Toutefois, sur la base de mesures effectuées par des parties tierces, les chercheurs retiennent un taux de fuite minimum de 2 % pour la Russie, soit un taux nettement plus élevé que celui rendu public par Gazprom.

La production de gaz naturel aux États-Unis n’est toutefois pas exempte de fuites, comme le montrent les rapports faisant état de taux de fuite considérables dans le Bassin permien aux États-Unis, estimés à environ 9 % de la production de gaz.

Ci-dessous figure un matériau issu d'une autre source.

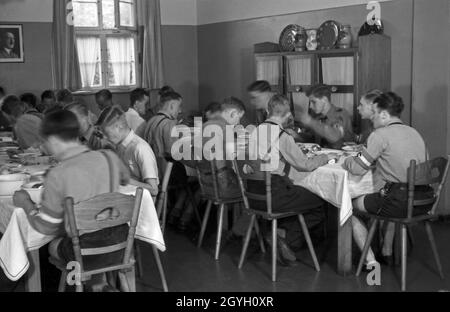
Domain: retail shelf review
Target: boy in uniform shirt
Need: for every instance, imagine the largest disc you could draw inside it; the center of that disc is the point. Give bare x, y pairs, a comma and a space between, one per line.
333, 125
286, 197
158, 134
390, 149
133, 150
81, 174
26, 122
89, 134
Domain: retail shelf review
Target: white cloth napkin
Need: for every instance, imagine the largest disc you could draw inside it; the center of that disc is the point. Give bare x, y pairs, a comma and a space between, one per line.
18, 239
148, 227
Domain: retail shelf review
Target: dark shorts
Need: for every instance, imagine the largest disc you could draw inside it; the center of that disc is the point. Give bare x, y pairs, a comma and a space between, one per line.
395, 203
286, 197
103, 238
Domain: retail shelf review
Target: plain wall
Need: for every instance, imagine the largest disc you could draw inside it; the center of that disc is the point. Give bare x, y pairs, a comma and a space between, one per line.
226, 61
431, 66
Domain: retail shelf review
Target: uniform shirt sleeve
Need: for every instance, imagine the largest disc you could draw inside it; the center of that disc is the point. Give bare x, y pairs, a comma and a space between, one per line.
146, 161
50, 218
335, 131
361, 164
296, 158
167, 138
27, 132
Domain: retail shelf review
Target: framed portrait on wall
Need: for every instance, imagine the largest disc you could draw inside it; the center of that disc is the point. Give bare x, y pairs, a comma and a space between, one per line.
11, 44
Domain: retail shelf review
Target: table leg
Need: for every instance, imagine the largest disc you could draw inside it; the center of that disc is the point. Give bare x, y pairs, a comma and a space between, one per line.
33, 278
345, 239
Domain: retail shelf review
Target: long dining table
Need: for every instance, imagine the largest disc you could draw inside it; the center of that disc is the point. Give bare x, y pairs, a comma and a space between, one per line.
20, 244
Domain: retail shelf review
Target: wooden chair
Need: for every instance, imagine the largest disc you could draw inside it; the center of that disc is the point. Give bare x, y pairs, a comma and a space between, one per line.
250, 171
433, 173
215, 198
122, 209
162, 201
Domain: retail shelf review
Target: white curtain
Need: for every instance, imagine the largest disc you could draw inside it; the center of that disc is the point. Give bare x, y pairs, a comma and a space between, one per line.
149, 21
122, 60
89, 56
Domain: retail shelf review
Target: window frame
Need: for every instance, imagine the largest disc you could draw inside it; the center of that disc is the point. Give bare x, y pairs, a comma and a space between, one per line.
102, 33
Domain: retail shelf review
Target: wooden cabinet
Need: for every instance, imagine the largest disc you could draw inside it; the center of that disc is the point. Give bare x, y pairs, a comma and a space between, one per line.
350, 73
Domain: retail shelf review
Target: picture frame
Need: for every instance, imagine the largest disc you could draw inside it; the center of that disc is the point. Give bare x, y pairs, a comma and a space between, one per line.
11, 43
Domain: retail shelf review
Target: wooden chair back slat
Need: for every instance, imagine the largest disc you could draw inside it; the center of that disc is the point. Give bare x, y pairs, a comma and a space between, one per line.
431, 173
206, 168
84, 216
103, 250
246, 171
104, 211
164, 188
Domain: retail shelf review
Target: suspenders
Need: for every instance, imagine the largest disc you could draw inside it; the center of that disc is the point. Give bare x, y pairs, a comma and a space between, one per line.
287, 167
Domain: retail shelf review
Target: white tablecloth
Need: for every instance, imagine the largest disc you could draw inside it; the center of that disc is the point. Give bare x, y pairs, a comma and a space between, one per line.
335, 185
19, 236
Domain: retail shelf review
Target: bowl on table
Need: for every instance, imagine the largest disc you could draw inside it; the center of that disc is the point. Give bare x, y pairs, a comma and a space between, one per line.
35, 190
10, 183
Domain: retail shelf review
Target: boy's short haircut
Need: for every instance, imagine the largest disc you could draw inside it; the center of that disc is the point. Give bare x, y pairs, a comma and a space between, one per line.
232, 103
319, 92
279, 106
62, 124
137, 95
30, 99
80, 108
13, 106
390, 102
259, 86
170, 96
110, 116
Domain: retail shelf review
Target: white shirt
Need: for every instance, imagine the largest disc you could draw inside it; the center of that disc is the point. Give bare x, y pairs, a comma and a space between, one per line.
133, 119
138, 156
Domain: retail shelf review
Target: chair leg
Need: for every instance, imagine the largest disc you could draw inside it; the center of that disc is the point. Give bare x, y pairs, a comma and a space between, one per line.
194, 204
62, 282
274, 249
160, 268
124, 282
111, 278
412, 240
79, 288
205, 223
260, 237
164, 216
131, 279
219, 231
138, 258
365, 250
404, 255
309, 242
434, 248
247, 241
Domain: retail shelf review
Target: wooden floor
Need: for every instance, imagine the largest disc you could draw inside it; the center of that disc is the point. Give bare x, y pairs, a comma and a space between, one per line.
190, 269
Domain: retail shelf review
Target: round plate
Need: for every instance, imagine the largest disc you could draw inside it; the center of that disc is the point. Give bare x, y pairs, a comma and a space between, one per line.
287, 38
328, 35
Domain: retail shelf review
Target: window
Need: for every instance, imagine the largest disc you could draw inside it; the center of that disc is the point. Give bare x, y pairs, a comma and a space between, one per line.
106, 37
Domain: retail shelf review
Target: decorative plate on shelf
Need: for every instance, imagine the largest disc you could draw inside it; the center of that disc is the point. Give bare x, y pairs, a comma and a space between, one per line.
328, 35
288, 37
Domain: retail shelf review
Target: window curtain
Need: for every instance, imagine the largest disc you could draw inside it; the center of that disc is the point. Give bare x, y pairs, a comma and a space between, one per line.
89, 55
65, 66
149, 21
121, 49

Ainsi, les données de l’Agence internationale de l’énergie (AIE) indiquent que, d’une part, les États-Unis ont laissé échapper environ 6  339  000 tonnes de méthane en 2021. D’autre part, la Russie a laissé échapper 5  039  000 tonnes de méthane, bien que l’AIE ait précisé que ces données étaient basées sur une « faible prise en compte ».

Les États-Unis étant un plus gros producteur de gaz naturel que la Russie, avec environ 965 milliards de m3 en 2021 contre 762 milliards de m3, ces fuites sont réparties sur une plus grande quantité de gaz.

Dès lors, dans récent rapport, Greenpeace USA accuse les États-Unis d’« écoblanchiment » concernant leurs cargaisons de GNL par le biais de systèmes de certification inventifs minimisant l’impact réel de ces cargaisons.